I was teaching in middle school in Des Moines, Iowa on the day the tragedy at Columbine High School occurred ten years ago. I was 35, engaged to be married that summer and had been teaching for a dozen years, working mainly with working class and at-risk kids.
By the spring of 1999, Des Moines had seen some of the worst gang violence in its history. At the middle school where I had worked previously, many of my students were involved in gangs. They were drug dealers who hid their weapons in the lockers at the beginning of the school day, wore bling – before it was called that – and flashed wads of cash that no fourteen or fifteen year old should have access to.
“Any time you need some extra cash, Miss Cox, just ask,” one of my newspaper students, Chris, informed me one afternoon, and he pulled a roll of paper bills bound by a rubber band out of the pocket of his baggy jeans. He smiled and nodded as I politely declined but thanked him for his generous offer.
Chris was a sweet kid, but a gangster who ran with a dangerous crowd. Despite that I was never afraid of him. His teachers in the Behavioral Disorder program marveled at how well we got on with each other. I was one of the few regular ed teachers whose class Chris attended regularly and without incident. His helpfulness and work ethic never surprised me. You could see the good kid underneath the bad circumstances that life had thrown him into.
But I taught my fair share of kids who were not simply products of their dicey environments. Children who suffered from mental illness who truly didn’t belong in a class with ordinary kids or in a school ill equipped to monitor them or protect others from them. And I went to work a few years afraid of a few of them and glad to see the backs of their heads come summertime, knowing that they would be someone else’s daily nightmare in the fall.
I think we locked the school doors for a few weeks after the Columbine killings. The district stepped up its half-hearted attempts at emergency procedures and lock-down drills. Every spring thereafter, we would get a little nervous and wait for the newspaper reports of another school shooting or thwarted attempt somewhere.
We joked that there wasn’t a student in the building we’d throw ourselves in front of a bullet for, war zone humor to hide the fear that one day we might very well be put in the position of choosing. Despite my promise to my husband-to-be that I would not sacrifice myself for someone else’s child, I would have. I would have protected any one of them. In fact, from then on I assessed my classrooms for possible defensive tactics and multiple escape routes. Every classroom I ever had thereafter in every school I worked, I knew what I could block the door with and how I would get my kids out if the occasion ever arose.

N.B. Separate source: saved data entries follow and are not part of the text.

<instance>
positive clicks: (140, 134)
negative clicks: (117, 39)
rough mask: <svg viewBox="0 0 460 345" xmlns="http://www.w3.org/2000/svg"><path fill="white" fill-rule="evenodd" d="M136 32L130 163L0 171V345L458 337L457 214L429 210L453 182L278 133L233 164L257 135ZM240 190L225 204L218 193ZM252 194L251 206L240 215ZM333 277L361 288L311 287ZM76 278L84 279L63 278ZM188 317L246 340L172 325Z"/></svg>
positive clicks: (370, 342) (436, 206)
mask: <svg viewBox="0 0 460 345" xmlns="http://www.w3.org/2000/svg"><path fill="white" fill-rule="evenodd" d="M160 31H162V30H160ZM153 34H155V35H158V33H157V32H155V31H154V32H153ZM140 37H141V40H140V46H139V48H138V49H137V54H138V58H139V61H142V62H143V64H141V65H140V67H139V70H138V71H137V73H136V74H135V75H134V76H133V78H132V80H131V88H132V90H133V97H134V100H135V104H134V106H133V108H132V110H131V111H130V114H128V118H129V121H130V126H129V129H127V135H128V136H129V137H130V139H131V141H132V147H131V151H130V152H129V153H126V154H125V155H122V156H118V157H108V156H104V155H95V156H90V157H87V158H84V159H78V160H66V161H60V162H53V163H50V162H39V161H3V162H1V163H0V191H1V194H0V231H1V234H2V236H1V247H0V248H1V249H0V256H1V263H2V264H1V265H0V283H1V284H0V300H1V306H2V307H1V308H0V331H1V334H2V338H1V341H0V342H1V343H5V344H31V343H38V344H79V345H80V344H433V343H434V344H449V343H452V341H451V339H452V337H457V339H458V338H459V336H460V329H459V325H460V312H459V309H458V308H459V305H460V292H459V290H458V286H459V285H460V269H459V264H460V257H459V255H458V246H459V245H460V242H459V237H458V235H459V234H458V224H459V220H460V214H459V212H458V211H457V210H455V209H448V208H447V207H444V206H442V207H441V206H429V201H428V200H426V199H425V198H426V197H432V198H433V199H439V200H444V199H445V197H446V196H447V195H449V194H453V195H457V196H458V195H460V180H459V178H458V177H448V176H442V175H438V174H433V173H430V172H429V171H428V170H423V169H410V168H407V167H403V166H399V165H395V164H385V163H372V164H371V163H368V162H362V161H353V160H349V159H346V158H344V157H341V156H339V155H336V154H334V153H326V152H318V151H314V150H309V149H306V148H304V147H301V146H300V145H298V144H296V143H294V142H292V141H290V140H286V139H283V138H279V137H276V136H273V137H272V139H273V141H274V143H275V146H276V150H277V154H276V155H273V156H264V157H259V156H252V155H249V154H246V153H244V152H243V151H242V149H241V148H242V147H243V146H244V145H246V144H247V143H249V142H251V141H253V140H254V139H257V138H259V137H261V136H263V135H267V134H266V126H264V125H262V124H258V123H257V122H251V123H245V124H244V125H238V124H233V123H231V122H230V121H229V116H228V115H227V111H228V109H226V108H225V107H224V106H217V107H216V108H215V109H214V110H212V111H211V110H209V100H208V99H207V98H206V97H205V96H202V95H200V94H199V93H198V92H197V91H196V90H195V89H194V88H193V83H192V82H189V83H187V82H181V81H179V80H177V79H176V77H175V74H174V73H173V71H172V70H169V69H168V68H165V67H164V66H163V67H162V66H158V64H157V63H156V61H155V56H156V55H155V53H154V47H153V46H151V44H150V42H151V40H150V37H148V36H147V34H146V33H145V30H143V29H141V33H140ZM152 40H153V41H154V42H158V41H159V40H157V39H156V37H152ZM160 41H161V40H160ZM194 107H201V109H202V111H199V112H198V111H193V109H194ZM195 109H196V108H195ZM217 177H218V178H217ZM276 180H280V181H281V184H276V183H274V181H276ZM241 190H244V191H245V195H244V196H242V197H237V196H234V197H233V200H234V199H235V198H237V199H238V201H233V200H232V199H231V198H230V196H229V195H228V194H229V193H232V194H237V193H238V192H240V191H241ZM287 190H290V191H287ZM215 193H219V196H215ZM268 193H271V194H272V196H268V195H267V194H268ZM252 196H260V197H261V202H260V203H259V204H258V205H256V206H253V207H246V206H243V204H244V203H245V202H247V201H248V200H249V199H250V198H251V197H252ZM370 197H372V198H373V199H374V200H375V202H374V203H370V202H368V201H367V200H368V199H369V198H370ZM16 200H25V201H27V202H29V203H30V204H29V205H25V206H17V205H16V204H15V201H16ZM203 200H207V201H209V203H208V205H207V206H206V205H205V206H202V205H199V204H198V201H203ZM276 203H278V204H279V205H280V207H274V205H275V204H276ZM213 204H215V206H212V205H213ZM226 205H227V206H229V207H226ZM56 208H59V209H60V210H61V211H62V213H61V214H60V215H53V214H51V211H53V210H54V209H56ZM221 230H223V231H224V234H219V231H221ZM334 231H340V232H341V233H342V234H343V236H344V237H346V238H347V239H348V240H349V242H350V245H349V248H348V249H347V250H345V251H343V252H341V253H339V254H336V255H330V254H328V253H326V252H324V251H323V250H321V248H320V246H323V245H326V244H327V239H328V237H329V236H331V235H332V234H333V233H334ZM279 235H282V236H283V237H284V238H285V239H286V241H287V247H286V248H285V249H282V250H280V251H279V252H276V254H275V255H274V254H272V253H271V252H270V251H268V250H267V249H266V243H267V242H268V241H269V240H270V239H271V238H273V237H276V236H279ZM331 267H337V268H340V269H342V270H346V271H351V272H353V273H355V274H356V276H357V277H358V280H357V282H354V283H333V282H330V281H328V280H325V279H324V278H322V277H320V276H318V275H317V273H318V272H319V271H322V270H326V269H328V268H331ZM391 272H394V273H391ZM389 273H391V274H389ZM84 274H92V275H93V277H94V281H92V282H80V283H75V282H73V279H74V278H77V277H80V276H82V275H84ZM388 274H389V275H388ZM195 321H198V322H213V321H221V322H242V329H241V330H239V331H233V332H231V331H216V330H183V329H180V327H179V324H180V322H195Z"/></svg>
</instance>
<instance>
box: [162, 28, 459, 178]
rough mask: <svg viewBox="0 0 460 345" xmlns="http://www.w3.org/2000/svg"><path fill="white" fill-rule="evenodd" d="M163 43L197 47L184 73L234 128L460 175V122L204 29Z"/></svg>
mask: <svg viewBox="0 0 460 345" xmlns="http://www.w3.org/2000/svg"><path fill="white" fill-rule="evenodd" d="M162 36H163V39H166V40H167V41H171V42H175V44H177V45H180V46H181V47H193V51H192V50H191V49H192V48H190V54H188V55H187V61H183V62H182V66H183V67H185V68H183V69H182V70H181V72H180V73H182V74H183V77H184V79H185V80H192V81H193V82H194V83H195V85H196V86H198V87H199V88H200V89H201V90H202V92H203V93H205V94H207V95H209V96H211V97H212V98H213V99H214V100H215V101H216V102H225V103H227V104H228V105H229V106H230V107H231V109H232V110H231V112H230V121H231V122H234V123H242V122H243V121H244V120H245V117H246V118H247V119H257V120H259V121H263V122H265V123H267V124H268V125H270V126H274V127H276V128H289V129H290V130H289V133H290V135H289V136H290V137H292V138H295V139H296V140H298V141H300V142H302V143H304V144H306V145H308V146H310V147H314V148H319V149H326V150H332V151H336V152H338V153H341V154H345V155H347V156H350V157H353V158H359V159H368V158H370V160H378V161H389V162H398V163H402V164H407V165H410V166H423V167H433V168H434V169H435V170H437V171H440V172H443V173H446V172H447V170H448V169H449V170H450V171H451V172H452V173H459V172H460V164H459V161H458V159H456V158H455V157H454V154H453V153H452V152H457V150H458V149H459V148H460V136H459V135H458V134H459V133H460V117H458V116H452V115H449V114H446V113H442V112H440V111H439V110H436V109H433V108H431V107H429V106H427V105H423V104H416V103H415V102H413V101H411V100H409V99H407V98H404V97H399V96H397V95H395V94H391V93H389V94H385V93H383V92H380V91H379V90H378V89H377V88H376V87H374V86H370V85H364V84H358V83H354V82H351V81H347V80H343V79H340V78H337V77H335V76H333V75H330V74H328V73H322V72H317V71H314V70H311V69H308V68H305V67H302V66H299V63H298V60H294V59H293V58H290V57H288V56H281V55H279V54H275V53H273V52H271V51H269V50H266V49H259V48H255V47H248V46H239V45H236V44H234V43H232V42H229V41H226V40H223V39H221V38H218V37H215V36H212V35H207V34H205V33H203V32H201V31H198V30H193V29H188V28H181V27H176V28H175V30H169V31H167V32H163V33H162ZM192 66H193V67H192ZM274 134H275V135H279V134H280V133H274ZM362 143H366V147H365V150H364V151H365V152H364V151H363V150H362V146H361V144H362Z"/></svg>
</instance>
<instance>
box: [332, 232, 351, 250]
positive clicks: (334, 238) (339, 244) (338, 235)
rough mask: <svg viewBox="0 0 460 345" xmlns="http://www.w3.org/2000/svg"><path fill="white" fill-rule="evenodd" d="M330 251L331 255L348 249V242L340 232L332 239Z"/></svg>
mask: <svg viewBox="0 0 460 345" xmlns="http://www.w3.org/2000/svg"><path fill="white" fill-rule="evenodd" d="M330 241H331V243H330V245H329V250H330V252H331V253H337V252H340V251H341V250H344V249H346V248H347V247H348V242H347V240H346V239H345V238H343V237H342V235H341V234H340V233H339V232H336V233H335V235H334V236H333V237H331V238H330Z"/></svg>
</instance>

I taught for another seven years, and might still be teaching today if I hadn’t come to live in Canada, though I knew it was a vulnerable profession in terms of students and violence. I never let on to anyone but my husband if there was a kid I thought had the potential for a Columbine episode, and I made sure to point these kids out to counselors and administrators if they hadn’t already caught their attention – which was not often.
People scoff at teachers. We are considered people who opted out of real jobs for weekends off and summer vacations, but we are people who daily deal with a microcosm of society which includes kids like the two young men who murdered so many at Columbine ten years ago.
This is an original 50 Something Moms post by Ann Bibby of anniegirl1138 on April 20th.
Excellent post – and thank you for what you do. My husband is from Europe, and much of what happens in our country and schools just blows him away.
A thoughtful, chilling post on Columbine. I cannot imagine what it would be like to be a full-time teacher in a classroom these days. This struck me when you described how you looked for escape routes… I would have, too.
How sad that we’ve all come to the point where we are bracing for tragedy. There are so many of these random (and not-so-random) shootings now, in schools and other public places. People are often saying “things aren’t so bad now — we just hear about more bad stuff on the news.” But I honestly don’t think things WERE that bad when I was growing up.
My sister lives in Littleton, and I’m glad that her boys were still tiny when this happened. I would have hated to lose one of them to this kind of violence.
Thank you for reminding us of a day no one should forget.